292 À titre d’exemple, Ashutosh Varshney, « Choix rationnels, conflit ethnique et culture » (1999) 5 Critique

internationale 50 à la p. 50. Cet auteur attire notre attention sur les difficultés d’application de la théorie lorsqu’elle vise l’analyse de la rationalité de choix à caractère social. Ce dernier voit difficilement quel intérêt un individu rationnel peut trouver dans une mobilisation à caractère nationaliste qui revêt généralement un caractère particulièrement dangereux :

Du point de vue de l’individu en effet, qui est celui qui fonde les explications par le choix rationnel, le bénéfice instrumental de la participation à une mobilisation nationaliste n’existe qu’à deux conditions très strictes.
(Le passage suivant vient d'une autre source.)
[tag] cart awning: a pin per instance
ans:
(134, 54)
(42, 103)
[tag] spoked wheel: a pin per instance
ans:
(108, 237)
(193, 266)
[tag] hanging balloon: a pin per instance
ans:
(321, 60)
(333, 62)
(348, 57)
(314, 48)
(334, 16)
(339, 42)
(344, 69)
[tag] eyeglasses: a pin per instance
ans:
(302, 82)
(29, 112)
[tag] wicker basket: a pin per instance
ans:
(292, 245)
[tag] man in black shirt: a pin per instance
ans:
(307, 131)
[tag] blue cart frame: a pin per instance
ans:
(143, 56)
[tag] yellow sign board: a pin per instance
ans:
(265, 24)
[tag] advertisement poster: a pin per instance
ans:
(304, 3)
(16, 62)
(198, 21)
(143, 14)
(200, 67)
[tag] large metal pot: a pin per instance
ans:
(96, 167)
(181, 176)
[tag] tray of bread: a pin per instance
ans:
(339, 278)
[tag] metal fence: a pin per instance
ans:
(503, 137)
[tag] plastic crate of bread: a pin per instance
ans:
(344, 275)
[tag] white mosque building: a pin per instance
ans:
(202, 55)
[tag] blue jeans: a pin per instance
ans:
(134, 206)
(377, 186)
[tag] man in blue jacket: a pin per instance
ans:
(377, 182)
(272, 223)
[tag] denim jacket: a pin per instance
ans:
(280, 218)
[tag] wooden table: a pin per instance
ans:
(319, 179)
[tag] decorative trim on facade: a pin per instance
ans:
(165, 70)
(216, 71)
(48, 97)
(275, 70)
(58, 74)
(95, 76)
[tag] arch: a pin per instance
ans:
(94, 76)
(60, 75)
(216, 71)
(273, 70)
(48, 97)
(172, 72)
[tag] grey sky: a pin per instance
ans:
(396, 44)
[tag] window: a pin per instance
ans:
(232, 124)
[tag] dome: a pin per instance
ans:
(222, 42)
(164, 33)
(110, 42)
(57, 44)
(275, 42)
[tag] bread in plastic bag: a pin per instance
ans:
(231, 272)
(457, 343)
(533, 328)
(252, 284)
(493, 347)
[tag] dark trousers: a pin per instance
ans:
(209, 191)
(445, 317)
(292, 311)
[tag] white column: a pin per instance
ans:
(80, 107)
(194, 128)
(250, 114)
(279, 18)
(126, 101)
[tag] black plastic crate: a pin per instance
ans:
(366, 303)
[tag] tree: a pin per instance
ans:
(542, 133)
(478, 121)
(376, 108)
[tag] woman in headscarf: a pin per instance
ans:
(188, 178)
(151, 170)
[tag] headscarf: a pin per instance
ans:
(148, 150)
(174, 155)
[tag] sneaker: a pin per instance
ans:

Il faut ou bien que les nationalistes soient déjà tout près de s’emparer du pouvoir et qu’il y ait beaucoup à gagner (ou à ne pas perdre) à sauter dans le train en marche; ou bien que l’ordre public ait sombré et que la haine ait atteint un tel degré qu’on ne puisse plus avoir confiance même en son voisin de toujours, dès lors qu’il appartient à un autre groupe ethnique : c’est l’apparition d’un dilemme de sécurité individuel, c’est-à-dire que la violence préventive contre ce voisin devient nécessaire à sa propre sécurité.

Or ces conditions dramatiques ne sont que rarement remplies (…). S’engager dans une mobilisation ethnique reste alors physiquement dangereux. (…) Et pourtant, de larges masses se mobilisent dans ces conflits, et le martyre y est un phénomène largement répandu. Comment l’expliquer rationnellement?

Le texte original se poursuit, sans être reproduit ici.